Im Frühjahr 1911 hielt sich Karl May in Sankt Joachimsthal (dem heutigen Jáchymov in der Tschechischen Republik) auf. Dort unterzog er sich einer Radiumbehandlung bei Dr. Leopold Gottlieb; dem Element, das Pierre und Marie Curie zu Beginn des neuen (lies: 20.) Jahrhunderts entdeckt hatten, wurden Wunder zugeschrieben. Der Tod von Marie Curie im Jahr 1934 bewies endgültig das Gegenteil, aber das konnten Gottlieb und May damals natürlich noch nicht wissen. Jedenfalls weilte Karl May mit seiner damaligen Frau Klara und den beiden Hunden Engelchen und Seelchen vom 11. Mai bis 17. Juni in Sankt Joachimsthal. Zwischen den Radiumbädern blieb noch Zeit für Ausflüge in die Umgebung. Klara berichtet davon in ihrem Tagebuch, manchmal mit Datum, meist aber nicht. Als Orte nennt sie der Reihe nach Karlsbad (Karlovy Vary), Schlackenwerth (Ostrov nad Ohří), Schloss Hauenstein (Haunstejn), Gottesgab (Boží Dar), den Fichtelberg, Oberwiesenthal, den Keilberg (Klínovec), die Försterhäuser (Mystivny), den Spitzberg (Špičák), Platten (Horní Blatná), Oberbahn, Johanngeorgenstadt, das Schwarzwassertal, Gießhübl-Sauerbrunn (Kyselka), Annaberg-Buchholz, Kupferberg (Měděnec), wiederum Gießhübl-Sauerbrunn (Kyselka) und erneut Hauenstein (Haunstejn). In ihrem Tagebuch verwendet sie die Abkürzung etc., was den Leser zur Verzweiflung treibt, denn Gott weiß, welche Orte das Paar während dieser Behandlungszeit noch besucht hat.

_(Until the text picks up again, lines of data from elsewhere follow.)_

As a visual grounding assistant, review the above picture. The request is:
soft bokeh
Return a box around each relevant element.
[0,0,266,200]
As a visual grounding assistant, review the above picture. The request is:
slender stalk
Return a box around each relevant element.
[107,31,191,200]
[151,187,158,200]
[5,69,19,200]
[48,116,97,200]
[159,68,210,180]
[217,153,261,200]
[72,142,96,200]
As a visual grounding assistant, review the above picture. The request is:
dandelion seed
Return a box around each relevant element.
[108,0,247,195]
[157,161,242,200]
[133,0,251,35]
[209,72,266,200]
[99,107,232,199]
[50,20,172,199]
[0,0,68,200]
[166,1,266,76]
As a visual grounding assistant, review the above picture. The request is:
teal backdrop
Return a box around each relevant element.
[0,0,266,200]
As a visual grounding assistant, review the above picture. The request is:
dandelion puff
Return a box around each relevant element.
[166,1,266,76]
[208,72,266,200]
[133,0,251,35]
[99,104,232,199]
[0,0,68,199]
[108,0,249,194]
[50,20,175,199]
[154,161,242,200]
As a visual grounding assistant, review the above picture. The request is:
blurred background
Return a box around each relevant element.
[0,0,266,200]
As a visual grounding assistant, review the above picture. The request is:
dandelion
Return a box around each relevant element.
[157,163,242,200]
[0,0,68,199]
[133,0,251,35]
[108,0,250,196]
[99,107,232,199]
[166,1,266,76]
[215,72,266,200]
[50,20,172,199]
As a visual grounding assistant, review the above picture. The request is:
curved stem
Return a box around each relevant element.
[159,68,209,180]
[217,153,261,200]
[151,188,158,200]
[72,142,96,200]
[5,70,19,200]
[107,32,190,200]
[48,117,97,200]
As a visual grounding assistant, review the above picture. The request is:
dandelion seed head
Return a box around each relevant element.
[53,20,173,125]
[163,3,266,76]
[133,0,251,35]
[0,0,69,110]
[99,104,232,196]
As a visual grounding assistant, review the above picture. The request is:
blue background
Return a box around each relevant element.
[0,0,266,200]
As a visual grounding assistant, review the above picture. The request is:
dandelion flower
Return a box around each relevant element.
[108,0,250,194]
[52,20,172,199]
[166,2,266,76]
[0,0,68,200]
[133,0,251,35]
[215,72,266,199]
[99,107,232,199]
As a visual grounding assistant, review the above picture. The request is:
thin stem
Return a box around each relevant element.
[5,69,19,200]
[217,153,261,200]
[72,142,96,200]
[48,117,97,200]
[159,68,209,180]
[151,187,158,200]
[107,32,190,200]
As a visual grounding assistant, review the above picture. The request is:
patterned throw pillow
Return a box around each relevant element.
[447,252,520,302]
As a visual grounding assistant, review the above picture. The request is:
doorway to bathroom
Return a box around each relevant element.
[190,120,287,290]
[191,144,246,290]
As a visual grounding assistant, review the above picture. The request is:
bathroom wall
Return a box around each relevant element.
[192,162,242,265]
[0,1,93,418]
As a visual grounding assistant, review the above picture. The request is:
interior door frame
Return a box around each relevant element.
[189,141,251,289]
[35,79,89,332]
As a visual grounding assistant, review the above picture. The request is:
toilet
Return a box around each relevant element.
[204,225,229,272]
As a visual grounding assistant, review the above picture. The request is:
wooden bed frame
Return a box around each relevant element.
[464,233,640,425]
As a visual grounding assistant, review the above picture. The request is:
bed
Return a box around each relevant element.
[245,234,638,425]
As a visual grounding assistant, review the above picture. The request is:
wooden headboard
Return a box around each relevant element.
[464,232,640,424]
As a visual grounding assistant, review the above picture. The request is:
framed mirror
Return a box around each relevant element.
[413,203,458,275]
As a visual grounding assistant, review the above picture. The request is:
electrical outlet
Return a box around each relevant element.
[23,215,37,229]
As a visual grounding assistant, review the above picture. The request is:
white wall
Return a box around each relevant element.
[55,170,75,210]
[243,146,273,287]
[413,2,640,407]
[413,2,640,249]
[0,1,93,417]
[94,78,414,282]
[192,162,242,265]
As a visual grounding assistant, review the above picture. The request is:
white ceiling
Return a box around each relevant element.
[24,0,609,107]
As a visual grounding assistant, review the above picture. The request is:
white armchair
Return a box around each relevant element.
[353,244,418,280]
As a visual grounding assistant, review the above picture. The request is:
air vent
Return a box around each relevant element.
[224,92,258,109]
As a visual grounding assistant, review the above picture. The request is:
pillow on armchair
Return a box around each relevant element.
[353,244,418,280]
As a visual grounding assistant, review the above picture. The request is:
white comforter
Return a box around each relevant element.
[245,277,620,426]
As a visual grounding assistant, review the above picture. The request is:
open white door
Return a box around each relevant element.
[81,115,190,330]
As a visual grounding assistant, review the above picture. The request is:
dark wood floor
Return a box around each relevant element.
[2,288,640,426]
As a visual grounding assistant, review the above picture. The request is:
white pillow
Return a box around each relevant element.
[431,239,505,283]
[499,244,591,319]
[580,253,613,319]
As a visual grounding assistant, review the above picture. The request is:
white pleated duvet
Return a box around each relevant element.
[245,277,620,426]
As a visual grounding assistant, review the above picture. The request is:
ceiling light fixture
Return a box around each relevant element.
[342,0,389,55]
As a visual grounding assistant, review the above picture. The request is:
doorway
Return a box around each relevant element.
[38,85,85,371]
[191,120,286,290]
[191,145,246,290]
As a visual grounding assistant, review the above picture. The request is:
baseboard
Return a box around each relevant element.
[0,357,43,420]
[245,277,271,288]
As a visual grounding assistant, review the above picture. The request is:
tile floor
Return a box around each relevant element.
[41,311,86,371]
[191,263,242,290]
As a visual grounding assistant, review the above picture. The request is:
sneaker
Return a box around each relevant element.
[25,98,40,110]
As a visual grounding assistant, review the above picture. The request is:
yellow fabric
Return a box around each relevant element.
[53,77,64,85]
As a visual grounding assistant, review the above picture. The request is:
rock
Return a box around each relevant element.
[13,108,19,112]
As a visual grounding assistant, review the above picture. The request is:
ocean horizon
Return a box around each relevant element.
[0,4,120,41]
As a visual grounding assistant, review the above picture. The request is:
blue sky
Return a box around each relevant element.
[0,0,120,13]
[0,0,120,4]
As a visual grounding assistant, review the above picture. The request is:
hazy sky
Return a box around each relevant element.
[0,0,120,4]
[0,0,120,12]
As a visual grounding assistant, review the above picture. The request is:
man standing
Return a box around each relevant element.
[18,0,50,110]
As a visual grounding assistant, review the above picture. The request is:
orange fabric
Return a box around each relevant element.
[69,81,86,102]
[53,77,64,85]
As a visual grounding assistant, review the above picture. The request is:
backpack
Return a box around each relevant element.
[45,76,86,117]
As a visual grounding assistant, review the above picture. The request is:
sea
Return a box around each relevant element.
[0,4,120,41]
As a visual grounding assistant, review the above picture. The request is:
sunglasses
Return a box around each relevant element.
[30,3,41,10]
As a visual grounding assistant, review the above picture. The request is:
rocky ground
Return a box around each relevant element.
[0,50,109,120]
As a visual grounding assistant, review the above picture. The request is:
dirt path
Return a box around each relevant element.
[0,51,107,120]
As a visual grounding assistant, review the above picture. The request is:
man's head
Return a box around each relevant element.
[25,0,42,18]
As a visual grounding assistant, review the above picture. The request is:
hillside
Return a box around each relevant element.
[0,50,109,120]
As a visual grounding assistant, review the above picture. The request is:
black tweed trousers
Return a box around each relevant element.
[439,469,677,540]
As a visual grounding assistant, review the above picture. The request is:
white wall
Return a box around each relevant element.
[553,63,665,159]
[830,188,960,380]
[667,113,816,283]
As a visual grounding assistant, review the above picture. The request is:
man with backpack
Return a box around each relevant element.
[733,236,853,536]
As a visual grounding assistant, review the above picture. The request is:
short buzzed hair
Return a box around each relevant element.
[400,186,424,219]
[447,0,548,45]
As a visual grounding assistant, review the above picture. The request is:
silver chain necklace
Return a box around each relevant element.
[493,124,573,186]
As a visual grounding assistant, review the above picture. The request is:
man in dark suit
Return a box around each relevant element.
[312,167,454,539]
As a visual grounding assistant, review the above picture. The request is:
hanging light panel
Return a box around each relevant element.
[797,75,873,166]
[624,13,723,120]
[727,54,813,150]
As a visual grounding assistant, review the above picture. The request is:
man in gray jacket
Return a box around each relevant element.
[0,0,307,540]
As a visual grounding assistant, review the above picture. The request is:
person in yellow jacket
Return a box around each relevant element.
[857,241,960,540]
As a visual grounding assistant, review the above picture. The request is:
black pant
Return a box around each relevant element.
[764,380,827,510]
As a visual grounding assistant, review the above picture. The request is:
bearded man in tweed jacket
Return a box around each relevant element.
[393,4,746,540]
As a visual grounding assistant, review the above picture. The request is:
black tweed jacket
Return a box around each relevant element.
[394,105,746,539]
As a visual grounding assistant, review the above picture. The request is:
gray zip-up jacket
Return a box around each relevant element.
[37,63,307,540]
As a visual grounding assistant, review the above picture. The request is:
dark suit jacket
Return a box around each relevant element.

Am 13. Mai schreibt Klara, dass die Bäder eine wunderbare Wirkung hätten, doch am 24. Mai diktiert May ihr einen Brief, in dem er ihr erzählt, dass er sich im stärksten Radiumbad der Welt befinde und aufgrund der starken Strahlung nicht einmal eine Feder halten könne. Das klingt nicht sehr gesund und/oder beruhigend, aber hey, das neue Jahrhundert hatte gerade erst begonnen und alles, was »neu« war, war per Definition gut! Abgesehen davon muss es in der Kurstadt ein großer Spaß gewesen sein, wie die vielen Ausflüge, aber auch die genannten Spaziergänge rund um Sankt Joachimsthal beweisen.
 

Karl May am Schloss Klösterle

 
Am 25. Juni 2012 veröffentlichte der Karl-May-Verlag auf seiner Website das Fundstück Nummer 048: ein Foto von Karl May und den beiden Hunden auf den Stufen des Schlosses in Klösterle an der Eger, das heute Klášterec nad Ohří heißt. Und genau diesen Ort erwähnt Klara in ihrem Tagebuch nicht. Auch die ansonsten vollständige Karl-May-Chronik (Teil 5) von Dieter Sudhoff und Hans-Dieter Steinmetz, die diese Zeit im Wesentlichen auf jenem Tagebuch basiert, erwähnt den Ortsnamen nicht. Das Fundstück Nummer 048 geriet in Vergessenheit, bis ein gewisser Panacek Rybar am 19. April 2025 in der Facebook-Gruppe Böhmisches Erzgebirge ein Foto des von ihm selbst kolorierten Fundstücks mit ausführlicher Beschreibung postete.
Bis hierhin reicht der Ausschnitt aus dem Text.